We probably wouldn’t even investigate the potential presence of causality if we hadn’t already noted the temporal precedence of the cause before the effect. The existence of an association is usually established statistically, with ANOVA (often used for experimental designs) or regression (more commonly for observational designs). The third element is what is often problematic. How do we rule out other explanations? What might explain the statistically significant differences we see besides the cause(s) we hypothesized? From here, we have to look at specific threats to validity: confounding elements that may explain the statistically significant differences among groups that we see.

Threats to validity

Campbell & Stanley (1963) identified eight threats to internal validity. Gliner & Morgan (2000) grouped these threats into two main types, equivalence of groups on participant characteristics and control of extraneous experience or environmental variables. These eight threats, with Gliner & Morgan’s classifications, are:

  1. History – results you see may be due to environmental events influencing the outcomes. (Experiences/Environment)
  2. Maturation – subjects change over time. For example, just because you see that someone’s math has improved over time doesn’t mean that the curriculum you used was the cause of that improvement.(Experiences/Environment)
  3. Testing – a.k.a. the “practice effect,” with repeated testing subjects will get better, not because of the intervention. (Experiences/Environment)
  4. Instrumentation – scoring can change; calibration of instruments can drift; different raters may give different results. (Experiences/Environment)
  5. Statistical regression – subjects with extreme scores will tend to have less extreme scores when you test them again. (Participant characteristics)
  6. Differential selection – e.g. if you let subjects pick their own group, the two groups may differ in some way that influences the outcomes. (Participant characteristics)
  7. Experimental mortality – subject drop out may differ according to what treatment the subject receives. (Participant characteristics)
  8. Selection-maturation interaction – biases in assignment may interact differentially with maturation or other factors. (Participant characteristics)

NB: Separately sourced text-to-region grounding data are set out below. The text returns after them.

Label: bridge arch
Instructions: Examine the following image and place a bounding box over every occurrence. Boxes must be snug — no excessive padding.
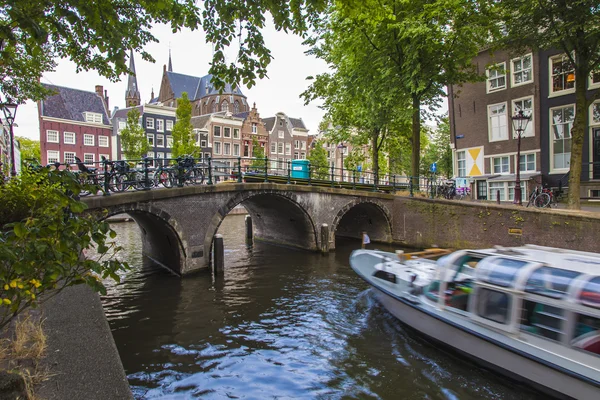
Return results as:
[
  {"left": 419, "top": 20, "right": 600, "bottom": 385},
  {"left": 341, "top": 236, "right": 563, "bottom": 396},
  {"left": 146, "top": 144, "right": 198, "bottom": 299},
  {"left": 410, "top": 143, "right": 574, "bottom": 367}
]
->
[
  {"left": 203, "top": 190, "right": 319, "bottom": 257},
  {"left": 331, "top": 198, "right": 393, "bottom": 244},
  {"left": 104, "top": 204, "right": 186, "bottom": 275}
]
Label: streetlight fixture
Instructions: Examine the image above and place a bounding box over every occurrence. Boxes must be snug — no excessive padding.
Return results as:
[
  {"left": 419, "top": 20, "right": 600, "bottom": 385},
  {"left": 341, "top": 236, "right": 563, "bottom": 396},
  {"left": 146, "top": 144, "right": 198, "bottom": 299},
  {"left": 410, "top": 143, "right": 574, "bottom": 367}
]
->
[
  {"left": 337, "top": 143, "right": 347, "bottom": 181},
  {"left": 511, "top": 109, "right": 531, "bottom": 205},
  {"left": 1, "top": 102, "right": 18, "bottom": 177}
]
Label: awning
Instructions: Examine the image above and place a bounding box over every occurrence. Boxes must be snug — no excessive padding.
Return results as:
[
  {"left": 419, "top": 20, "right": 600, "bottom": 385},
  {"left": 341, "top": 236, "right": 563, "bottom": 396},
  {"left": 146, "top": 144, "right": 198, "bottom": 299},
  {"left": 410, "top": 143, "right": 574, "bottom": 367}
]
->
[
  {"left": 470, "top": 174, "right": 499, "bottom": 180},
  {"left": 487, "top": 172, "right": 541, "bottom": 182}
]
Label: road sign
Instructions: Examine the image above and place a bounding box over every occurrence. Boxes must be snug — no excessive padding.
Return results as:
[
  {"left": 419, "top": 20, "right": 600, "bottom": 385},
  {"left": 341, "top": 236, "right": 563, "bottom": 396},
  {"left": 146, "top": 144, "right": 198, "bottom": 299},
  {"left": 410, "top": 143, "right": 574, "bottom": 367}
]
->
[
  {"left": 430, "top": 162, "right": 437, "bottom": 173},
  {"left": 357, "top": 165, "right": 362, "bottom": 172}
]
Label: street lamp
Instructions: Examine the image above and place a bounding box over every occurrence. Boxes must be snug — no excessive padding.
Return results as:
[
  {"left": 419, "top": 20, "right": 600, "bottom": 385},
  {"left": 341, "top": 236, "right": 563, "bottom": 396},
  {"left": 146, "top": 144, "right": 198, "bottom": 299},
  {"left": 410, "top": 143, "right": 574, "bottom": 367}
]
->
[
  {"left": 337, "top": 143, "right": 346, "bottom": 181},
  {"left": 1, "top": 102, "right": 18, "bottom": 177},
  {"left": 511, "top": 109, "right": 531, "bottom": 205}
]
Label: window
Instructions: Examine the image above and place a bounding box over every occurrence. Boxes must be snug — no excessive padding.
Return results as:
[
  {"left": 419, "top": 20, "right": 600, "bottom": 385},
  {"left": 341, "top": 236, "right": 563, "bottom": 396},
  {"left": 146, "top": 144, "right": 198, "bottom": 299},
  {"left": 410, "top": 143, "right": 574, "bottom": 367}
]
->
[
  {"left": 211, "top": 102, "right": 216, "bottom": 113},
  {"left": 83, "top": 134, "right": 94, "bottom": 146},
  {"left": 592, "top": 102, "right": 600, "bottom": 125},
  {"left": 244, "top": 143, "right": 249, "bottom": 157},
  {"left": 47, "top": 150, "right": 59, "bottom": 163},
  {"left": 488, "top": 103, "right": 508, "bottom": 141},
  {"left": 83, "top": 153, "right": 95, "bottom": 165},
  {"left": 156, "top": 119, "right": 164, "bottom": 132},
  {"left": 551, "top": 105, "right": 574, "bottom": 170},
  {"left": 551, "top": 54, "right": 575, "bottom": 94},
  {"left": 146, "top": 117, "right": 155, "bottom": 129},
  {"left": 279, "top": 120, "right": 283, "bottom": 126},
  {"left": 214, "top": 141, "right": 221, "bottom": 154},
  {"left": 508, "top": 182, "right": 527, "bottom": 202},
  {"left": 511, "top": 54, "right": 533, "bottom": 86},
  {"left": 488, "top": 182, "right": 506, "bottom": 201},
  {"left": 519, "top": 153, "right": 536, "bottom": 172},
  {"left": 200, "top": 140, "right": 207, "bottom": 147},
  {"left": 572, "top": 314, "right": 600, "bottom": 356},
  {"left": 493, "top": 156, "right": 509, "bottom": 174},
  {"left": 156, "top": 134, "right": 164, "bottom": 147},
  {"left": 285, "top": 143, "right": 291, "bottom": 155},
  {"left": 294, "top": 152, "right": 299, "bottom": 160},
  {"left": 85, "top": 112, "right": 103, "bottom": 124},
  {"left": 156, "top": 152, "right": 164, "bottom": 160},
  {"left": 224, "top": 143, "right": 231, "bottom": 155},
  {"left": 166, "top": 120, "right": 173, "bottom": 131},
  {"left": 521, "top": 301, "right": 564, "bottom": 341},
  {"left": 63, "top": 152, "right": 76, "bottom": 165},
  {"left": 233, "top": 101, "right": 240, "bottom": 114},
  {"left": 221, "top": 101, "right": 228, "bottom": 113},
  {"left": 213, "top": 126, "right": 221, "bottom": 137},
  {"left": 512, "top": 97, "right": 534, "bottom": 137},
  {"left": 294, "top": 140, "right": 300, "bottom": 149},
  {"left": 233, "top": 144, "right": 240, "bottom": 156},
  {"left": 98, "top": 136, "right": 109, "bottom": 147},
  {"left": 118, "top": 121, "right": 126, "bottom": 131},
  {"left": 271, "top": 142, "right": 276, "bottom": 154},
  {"left": 233, "top": 128, "right": 240, "bottom": 139},
  {"left": 64, "top": 132, "right": 76, "bottom": 144},
  {"left": 224, "top": 127, "right": 231, "bottom": 138},
  {"left": 278, "top": 130, "right": 284, "bottom": 139},
  {"left": 47, "top": 130, "right": 59, "bottom": 143},
  {"left": 167, "top": 136, "right": 173, "bottom": 148},
  {"left": 277, "top": 143, "right": 283, "bottom": 154},
  {"left": 486, "top": 62, "right": 506, "bottom": 93},
  {"left": 476, "top": 288, "right": 510, "bottom": 324},
  {"left": 147, "top": 134, "right": 154, "bottom": 146},
  {"left": 457, "top": 151, "right": 466, "bottom": 177}
]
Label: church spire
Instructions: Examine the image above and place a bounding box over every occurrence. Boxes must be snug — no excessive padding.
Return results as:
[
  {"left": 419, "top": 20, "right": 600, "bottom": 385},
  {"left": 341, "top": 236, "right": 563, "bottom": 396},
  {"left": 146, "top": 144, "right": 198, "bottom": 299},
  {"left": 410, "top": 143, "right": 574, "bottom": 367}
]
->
[
  {"left": 125, "top": 49, "right": 141, "bottom": 107},
  {"left": 168, "top": 48, "right": 173, "bottom": 72}
]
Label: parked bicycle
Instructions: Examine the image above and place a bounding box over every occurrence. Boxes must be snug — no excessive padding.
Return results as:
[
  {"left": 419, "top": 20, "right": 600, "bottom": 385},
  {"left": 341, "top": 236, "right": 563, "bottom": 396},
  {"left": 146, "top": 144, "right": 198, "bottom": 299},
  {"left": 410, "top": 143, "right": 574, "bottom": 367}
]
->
[{"left": 526, "top": 185, "right": 559, "bottom": 208}]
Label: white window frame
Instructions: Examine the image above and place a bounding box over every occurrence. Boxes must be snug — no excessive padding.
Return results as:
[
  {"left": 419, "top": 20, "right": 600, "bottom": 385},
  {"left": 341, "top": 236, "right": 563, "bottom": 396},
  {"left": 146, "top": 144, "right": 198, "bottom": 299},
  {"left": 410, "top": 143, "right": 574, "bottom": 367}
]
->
[
  {"left": 518, "top": 152, "right": 536, "bottom": 173},
  {"left": 213, "top": 126, "right": 221, "bottom": 137},
  {"left": 512, "top": 96, "right": 534, "bottom": 138},
  {"left": 277, "top": 142, "right": 284, "bottom": 154},
  {"left": 486, "top": 62, "right": 506, "bottom": 93},
  {"left": 233, "top": 143, "right": 240, "bottom": 156},
  {"left": 549, "top": 54, "right": 576, "bottom": 97},
  {"left": 98, "top": 135, "right": 109, "bottom": 147},
  {"left": 47, "top": 150, "right": 59, "bottom": 163},
  {"left": 118, "top": 121, "right": 126, "bottom": 131},
  {"left": 166, "top": 120, "right": 173, "bottom": 131},
  {"left": 47, "top": 130, "right": 59, "bottom": 143},
  {"left": 146, "top": 117, "right": 155, "bottom": 129},
  {"left": 233, "top": 128, "right": 240, "bottom": 139},
  {"left": 511, "top": 53, "right": 533, "bottom": 87},
  {"left": 63, "top": 151, "right": 76, "bottom": 165},
  {"left": 156, "top": 134, "right": 164, "bottom": 148},
  {"left": 85, "top": 112, "right": 103, "bottom": 124},
  {"left": 224, "top": 142, "right": 231, "bottom": 155},
  {"left": 550, "top": 104, "right": 575, "bottom": 172},
  {"left": 63, "top": 131, "right": 76, "bottom": 145},
  {"left": 83, "top": 153, "right": 95, "bottom": 166},
  {"left": 591, "top": 101, "right": 600, "bottom": 126},
  {"left": 83, "top": 134, "right": 95, "bottom": 146},
  {"left": 167, "top": 136, "right": 173, "bottom": 148},
  {"left": 200, "top": 139, "right": 207, "bottom": 147},
  {"left": 224, "top": 127, "right": 231, "bottom": 138},
  {"left": 252, "top": 123, "right": 257, "bottom": 134},
  {"left": 147, "top": 134, "right": 154, "bottom": 146},
  {"left": 270, "top": 142, "right": 276, "bottom": 154},
  {"left": 488, "top": 102, "right": 509, "bottom": 142},
  {"left": 492, "top": 156, "right": 510, "bottom": 174},
  {"left": 156, "top": 119, "right": 164, "bottom": 132},
  {"left": 457, "top": 151, "right": 466, "bottom": 177},
  {"left": 278, "top": 130, "right": 284, "bottom": 139},
  {"left": 214, "top": 141, "right": 222, "bottom": 155},
  {"left": 285, "top": 143, "right": 291, "bottom": 155}
]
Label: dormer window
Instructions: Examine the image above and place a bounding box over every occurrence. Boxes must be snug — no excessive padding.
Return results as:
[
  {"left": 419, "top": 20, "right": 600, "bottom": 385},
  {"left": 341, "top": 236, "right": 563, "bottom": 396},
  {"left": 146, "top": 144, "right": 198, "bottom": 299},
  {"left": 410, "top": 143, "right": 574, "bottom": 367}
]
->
[{"left": 84, "top": 112, "right": 103, "bottom": 124}]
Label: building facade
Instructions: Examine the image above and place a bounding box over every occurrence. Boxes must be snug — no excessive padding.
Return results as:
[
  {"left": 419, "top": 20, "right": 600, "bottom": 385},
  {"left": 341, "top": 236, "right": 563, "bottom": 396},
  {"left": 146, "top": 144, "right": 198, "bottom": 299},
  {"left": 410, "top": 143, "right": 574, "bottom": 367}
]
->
[
  {"left": 38, "top": 84, "right": 112, "bottom": 167},
  {"left": 263, "top": 112, "right": 309, "bottom": 173}
]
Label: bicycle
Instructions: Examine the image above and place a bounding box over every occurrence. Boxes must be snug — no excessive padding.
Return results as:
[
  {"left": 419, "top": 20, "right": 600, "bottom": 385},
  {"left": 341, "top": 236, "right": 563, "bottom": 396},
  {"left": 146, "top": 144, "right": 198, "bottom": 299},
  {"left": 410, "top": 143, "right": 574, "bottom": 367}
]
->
[{"left": 526, "top": 186, "right": 554, "bottom": 208}]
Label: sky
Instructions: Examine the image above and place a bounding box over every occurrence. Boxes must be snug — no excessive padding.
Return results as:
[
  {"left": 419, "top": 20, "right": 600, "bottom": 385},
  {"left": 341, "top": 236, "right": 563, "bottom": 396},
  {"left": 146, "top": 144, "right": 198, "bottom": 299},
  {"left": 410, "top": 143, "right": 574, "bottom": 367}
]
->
[{"left": 14, "top": 22, "right": 330, "bottom": 140}]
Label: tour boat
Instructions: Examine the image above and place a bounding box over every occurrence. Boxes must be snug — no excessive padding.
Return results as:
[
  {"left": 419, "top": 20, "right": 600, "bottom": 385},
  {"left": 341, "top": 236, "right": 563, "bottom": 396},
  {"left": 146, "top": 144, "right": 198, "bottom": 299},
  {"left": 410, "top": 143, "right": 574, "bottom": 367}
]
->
[{"left": 349, "top": 245, "right": 600, "bottom": 399}]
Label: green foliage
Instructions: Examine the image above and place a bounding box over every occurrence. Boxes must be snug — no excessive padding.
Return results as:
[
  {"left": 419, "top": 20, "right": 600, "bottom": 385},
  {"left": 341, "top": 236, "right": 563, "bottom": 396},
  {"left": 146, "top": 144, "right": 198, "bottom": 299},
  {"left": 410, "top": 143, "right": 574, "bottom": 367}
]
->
[
  {"left": 15, "top": 136, "right": 40, "bottom": 167},
  {"left": 171, "top": 92, "right": 199, "bottom": 158},
  {"left": 250, "top": 136, "right": 265, "bottom": 171},
  {"left": 120, "top": 108, "right": 150, "bottom": 161},
  {"left": 0, "top": 167, "right": 128, "bottom": 329},
  {"left": 307, "top": 139, "right": 329, "bottom": 179},
  {"left": 1, "top": 0, "right": 329, "bottom": 102},
  {"left": 420, "top": 118, "right": 452, "bottom": 178}
]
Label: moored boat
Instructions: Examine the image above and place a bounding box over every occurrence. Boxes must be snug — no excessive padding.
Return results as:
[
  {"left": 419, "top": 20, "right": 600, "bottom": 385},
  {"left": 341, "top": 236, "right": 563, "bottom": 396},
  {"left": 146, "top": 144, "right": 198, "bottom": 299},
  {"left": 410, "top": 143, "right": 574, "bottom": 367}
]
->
[{"left": 350, "top": 245, "right": 600, "bottom": 399}]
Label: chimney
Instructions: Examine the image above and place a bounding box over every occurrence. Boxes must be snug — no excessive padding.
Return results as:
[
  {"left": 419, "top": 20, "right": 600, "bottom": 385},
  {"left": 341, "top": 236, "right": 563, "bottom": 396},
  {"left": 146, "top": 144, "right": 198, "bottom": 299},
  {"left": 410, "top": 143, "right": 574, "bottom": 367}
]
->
[
  {"left": 104, "top": 89, "right": 110, "bottom": 113},
  {"left": 95, "top": 85, "right": 103, "bottom": 98}
]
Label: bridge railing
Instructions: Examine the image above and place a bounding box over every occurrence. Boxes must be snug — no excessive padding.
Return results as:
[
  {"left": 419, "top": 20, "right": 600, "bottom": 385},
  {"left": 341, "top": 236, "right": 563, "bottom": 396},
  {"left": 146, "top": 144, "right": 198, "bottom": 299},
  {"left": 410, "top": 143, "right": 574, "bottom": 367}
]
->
[{"left": 35, "top": 155, "right": 449, "bottom": 198}]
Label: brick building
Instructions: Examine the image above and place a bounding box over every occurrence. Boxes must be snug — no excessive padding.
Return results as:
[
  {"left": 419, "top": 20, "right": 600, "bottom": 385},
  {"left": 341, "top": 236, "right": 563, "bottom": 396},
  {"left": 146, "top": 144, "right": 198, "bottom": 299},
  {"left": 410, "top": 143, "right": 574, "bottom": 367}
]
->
[{"left": 263, "top": 112, "right": 308, "bottom": 173}]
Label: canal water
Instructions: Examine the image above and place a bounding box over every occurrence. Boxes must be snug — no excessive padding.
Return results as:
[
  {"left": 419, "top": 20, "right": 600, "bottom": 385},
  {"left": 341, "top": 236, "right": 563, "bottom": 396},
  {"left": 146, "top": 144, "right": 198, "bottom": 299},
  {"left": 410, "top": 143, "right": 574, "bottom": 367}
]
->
[{"left": 102, "top": 215, "right": 537, "bottom": 399}]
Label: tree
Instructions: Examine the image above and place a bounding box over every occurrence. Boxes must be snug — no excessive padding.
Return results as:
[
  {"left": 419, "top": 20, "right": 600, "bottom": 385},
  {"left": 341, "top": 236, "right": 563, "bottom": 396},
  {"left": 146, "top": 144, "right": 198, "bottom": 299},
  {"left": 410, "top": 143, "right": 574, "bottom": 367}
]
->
[
  {"left": 0, "top": 166, "right": 127, "bottom": 329},
  {"left": 420, "top": 118, "right": 452, "bottom": 178},
  {"left": 498, "top": 1, "right": 600, "bottom": 209},
  {"left": 307, "top": 139, "right": 329, "bottom": 179},
  {"left": 15, "top": 136, "right": 40, "bottom": 166},
  {"left": 250, "top": 136, "right": 266, "bottom": 171},
  {"left": 1, "top": 0, "right": 328, "bottom": 102},
  {"left": 120, "top": 108, "right": 150, "bottom": 161},
  {"left": 171, "top": 92, "right": 199, "bottom": 158}
]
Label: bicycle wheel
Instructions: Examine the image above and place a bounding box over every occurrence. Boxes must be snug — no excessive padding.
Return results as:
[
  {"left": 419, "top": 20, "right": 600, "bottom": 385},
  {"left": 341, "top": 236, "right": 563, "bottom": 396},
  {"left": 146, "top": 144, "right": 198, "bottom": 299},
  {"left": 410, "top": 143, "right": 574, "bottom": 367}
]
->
[
  {"left": 534, "top": 192, "right": 551, "bottom": 208},
  {"left": 526, "top": 193, "right": 534, "bottom": 207},
  {"left": 154, "top": 170, "right": 174, "bottom": 188},
  {"left": 109, "top": 173, "right": 127, "bottom": 192},
  {"left": 191, "top": 168, "right": 205, "bottom": 184}
]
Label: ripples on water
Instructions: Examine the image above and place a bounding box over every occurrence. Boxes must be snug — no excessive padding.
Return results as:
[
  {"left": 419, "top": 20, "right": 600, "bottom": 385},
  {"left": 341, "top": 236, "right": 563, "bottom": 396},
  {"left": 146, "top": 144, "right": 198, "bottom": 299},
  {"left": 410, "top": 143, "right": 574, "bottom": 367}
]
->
[{"left": 102, "top": 215, "right": 537, "bottom": 400}]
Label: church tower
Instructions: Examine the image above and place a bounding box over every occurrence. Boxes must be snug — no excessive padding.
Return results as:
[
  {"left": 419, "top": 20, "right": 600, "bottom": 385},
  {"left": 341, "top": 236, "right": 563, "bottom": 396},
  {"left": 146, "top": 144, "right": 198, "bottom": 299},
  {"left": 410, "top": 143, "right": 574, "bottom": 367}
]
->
[{"left": 125, "top": 49, "right": 141, "bottom": 107}]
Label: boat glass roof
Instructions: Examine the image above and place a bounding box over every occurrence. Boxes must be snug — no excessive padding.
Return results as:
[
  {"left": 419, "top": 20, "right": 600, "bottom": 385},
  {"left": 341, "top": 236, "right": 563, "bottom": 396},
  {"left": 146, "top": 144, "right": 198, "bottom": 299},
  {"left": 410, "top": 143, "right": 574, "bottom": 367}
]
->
[
  {"left": 477, "top": 257, "right": 528, "bottom": 287},
  {"left": 580, "top": 277, "right": 600, "bottom": 309},
  {"left": 524, "top": 267, "right": 580, "bottom": 299}
]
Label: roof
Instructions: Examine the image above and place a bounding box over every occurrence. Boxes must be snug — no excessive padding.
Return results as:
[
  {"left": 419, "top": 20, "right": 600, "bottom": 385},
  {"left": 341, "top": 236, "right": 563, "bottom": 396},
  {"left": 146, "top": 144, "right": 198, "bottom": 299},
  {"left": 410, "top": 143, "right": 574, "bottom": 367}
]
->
[
  {"left": 290, "top": 117, "right": 307, "bottom": 130},
  {"left": 112, "top": 105, "right": 143, "bottom": 120},
  {"left": 166, "top": 71, "right": 245, "bottom": 101},
  {"left": 40, "top": 84, "right": 110, "bottom": 125},
  {"left": 233, "top": 111, "right": 250, "bottom": 119},
  {"left": 262, "top": 117, "right": 275, "bottom": 132},
  {"left": 191, "top": 114, "right": 211, "bottom": 130}
]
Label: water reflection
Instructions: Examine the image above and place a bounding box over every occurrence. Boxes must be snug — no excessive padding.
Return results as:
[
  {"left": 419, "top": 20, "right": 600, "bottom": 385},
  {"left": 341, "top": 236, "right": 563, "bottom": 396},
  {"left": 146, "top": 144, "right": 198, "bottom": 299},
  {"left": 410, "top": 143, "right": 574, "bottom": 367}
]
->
[{"left": 102, "top": 215, "right": 537, "bottom": 399}]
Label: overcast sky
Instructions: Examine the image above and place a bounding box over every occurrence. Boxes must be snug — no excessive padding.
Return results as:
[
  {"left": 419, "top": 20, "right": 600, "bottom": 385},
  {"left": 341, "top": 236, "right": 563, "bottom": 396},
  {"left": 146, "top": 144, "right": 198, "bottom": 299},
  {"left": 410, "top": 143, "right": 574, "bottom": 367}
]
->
[{"left": 14, "top": 22, "right": 330, "bottom": 140}]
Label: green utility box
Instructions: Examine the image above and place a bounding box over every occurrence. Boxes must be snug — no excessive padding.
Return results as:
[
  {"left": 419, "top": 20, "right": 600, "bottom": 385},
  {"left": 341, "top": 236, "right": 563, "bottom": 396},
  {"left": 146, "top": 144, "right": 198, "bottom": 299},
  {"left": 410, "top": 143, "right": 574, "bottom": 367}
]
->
[{"left": 291, "top": 159, "right": 310, "bottom": 179}]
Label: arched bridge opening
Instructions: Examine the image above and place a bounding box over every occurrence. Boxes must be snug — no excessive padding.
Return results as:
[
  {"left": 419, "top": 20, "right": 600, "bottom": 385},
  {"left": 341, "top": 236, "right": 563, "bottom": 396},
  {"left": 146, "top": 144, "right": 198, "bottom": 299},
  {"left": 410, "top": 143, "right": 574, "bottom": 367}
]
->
[
  {"left": 333, "top": 201, "right": 392, "bottom": 245},
  {"left": 105, "top": 210, "right": 185, "bottom": 275}
]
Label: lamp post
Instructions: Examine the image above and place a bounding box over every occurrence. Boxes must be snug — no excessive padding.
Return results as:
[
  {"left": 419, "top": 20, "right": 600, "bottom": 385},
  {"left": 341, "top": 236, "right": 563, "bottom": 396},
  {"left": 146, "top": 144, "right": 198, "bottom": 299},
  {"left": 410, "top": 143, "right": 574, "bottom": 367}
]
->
[
  {"left": 511, "top": 109, "right": 531, "bottom": 205},
  {"left": 337, "top": 143, "right": 346, "bottom": 181},
  {"left": 1, "top": 102, "right": 18, "bottom": 177}
]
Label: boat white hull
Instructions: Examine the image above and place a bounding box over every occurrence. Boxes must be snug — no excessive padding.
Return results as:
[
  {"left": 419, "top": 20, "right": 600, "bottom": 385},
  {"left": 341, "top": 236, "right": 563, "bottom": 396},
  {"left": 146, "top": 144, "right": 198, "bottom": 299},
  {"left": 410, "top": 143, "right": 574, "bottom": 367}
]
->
[{"left": 372, "top": 288, "right": 599, "bottom": 400}]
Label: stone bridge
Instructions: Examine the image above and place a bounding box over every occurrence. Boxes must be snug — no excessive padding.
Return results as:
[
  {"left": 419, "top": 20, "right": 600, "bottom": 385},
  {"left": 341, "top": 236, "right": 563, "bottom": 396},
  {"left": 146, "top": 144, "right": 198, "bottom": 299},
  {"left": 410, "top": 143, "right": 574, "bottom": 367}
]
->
[{"left": 83, "top": 183, "right": 396, "bottom": 275}]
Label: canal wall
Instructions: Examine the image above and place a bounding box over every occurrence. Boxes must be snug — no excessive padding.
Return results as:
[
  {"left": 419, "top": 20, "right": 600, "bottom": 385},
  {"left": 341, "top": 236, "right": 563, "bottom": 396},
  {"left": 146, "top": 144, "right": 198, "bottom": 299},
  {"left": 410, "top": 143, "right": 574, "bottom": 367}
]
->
[{"left": 392, "top": 196, "right": 600, "bottom": 252}]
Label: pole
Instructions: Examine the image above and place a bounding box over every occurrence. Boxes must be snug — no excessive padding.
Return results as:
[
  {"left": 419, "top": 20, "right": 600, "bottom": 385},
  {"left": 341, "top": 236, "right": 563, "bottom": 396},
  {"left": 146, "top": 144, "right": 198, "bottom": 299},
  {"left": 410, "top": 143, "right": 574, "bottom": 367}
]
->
[
  {"left": 213, "top": 234, "right": 224, "bottom": 274},
  {"left": 514, "top": 132, "right": 522, "bottom": 205},
  {"left": 9, "top": 123, "right": 16, "bottom": 176},
  {"left": 340, "top": 148, "right": 344, "bottom": 182}
]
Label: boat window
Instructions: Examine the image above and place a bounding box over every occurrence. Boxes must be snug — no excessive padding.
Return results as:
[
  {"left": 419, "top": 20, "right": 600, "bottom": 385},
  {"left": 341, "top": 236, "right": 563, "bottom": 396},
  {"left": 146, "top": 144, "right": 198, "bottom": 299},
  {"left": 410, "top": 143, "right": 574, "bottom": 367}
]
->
[
  {"left": 525, "top": 267, "right": 580, "bottom": 299},
  {"left": 571, "top": 314, "right": 600, "bottom": 356},
  {"left": 579, "top": 277, "right": 600, "bottom": 309},
  {"left": 372, "top": 269, "right": 397, "bottom": 284},
  {"left": 520, "top": 301, "right": 564, "bottom": 341},
  {"left": 476, "top": 288, "right": 510, "bottom": 324},
  {"left": 478, "top": 258, "right": 528, "bottom": 287}
]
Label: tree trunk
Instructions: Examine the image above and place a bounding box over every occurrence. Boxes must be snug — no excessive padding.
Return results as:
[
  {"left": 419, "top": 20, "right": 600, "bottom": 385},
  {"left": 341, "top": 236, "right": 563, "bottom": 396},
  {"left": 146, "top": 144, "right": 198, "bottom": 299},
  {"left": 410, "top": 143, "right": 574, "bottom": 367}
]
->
[
  {"left": 411, "top": 94, "right": 421, "bottom": 188},
  {"left": 567, "top": 69, "right": 587, "bottom": 210},
  {"left": 372, "top": 127, "right": 380, "bottom": 185}
]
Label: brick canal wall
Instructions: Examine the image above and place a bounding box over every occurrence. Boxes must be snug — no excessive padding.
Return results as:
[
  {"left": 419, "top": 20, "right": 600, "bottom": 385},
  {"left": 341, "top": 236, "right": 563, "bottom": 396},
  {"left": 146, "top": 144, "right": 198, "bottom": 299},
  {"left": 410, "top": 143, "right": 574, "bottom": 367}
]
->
[{"left": 392, "top": 196, "right": 600, "bottom": 252}]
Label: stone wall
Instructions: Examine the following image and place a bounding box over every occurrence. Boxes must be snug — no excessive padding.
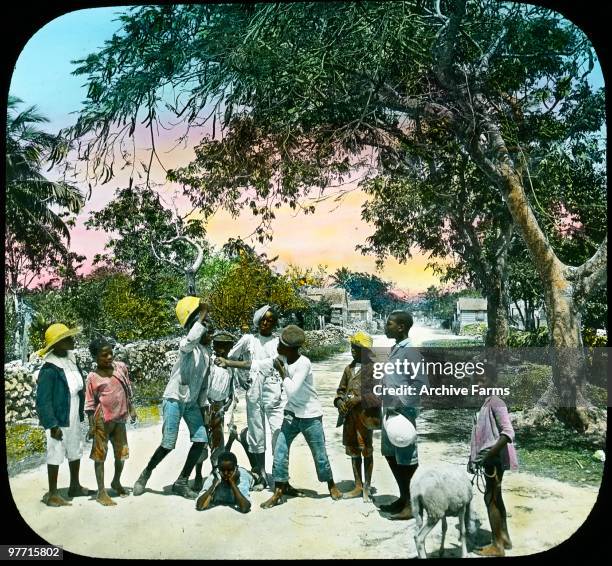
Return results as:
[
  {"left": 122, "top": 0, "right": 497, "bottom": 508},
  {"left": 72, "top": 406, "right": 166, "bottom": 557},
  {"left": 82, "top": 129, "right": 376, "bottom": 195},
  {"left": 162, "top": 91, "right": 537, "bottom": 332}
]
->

According to Cook & Campbell (1979), seven of these threats (all except experimental mortality) can be ruled out by the use of control group designs and random assignment of subjects to the various treatment and control groups–i.e., by using a randomized experimental design with control groups. But Cook & Campbell identified four threats in addition to experimental mortality that are not ruled out by experimental control group designs:

  1. Diffusion/imitation of treatment
  2. Compensatory equalization of treatments
  3. Compensatory rivalry
  4. Resentful demoralization

These four threats arise particularly in field experiments, where groups receiving different treatments can observe each other (Cook & Shadish, 1994). If there this sort of interference between the groups, internal validity may be compromised.

How do you get around that? More modern treatments of causal inference such as Rubin’s potential outcomes model suggest some possibilities. Perhaps I’ll tackle that in a separate post along with some discussion of alternate views of the epistemology of causality, such as Lincoln & Guba’s (1985) constructivist paradigm.


Campbell, D.T. & Stanley, J.C. (1963). Experimental and Quasi-Experimental Designs for Research. Chicago: Rand-McNally.

Cook, T.D., & Campbell, D.T. (1979). Quasi-Experimentation: Design and Analysis Issues for Field Settings. Boston: Houghton Mifflin.

Cook, T. D., & Shadish, W. R. (1994). Social experiments: Some developments over the past fifteen years. Annual Review of Psychology, 45(1), 545-580.

Gliner, J. A., & Morgan, G. A. (2000). Research Methods in Applied Settings: An Integrated Approach to Design and Analysis. Mahwah, N.J: Lawrence Erlbaum.

Lincoln, Y.S., & Guba, E.G. (1985). Naturalistic Inquiry. Newbury Park, CA: Sage.

Porter, A.C. (1997). Comparative experiments in educational research. In Jaeger, R.M. (Ed), Complementary Methods for Research in Education (2nd ed., pp.524-544). Washington, DC: American Educational Research Association.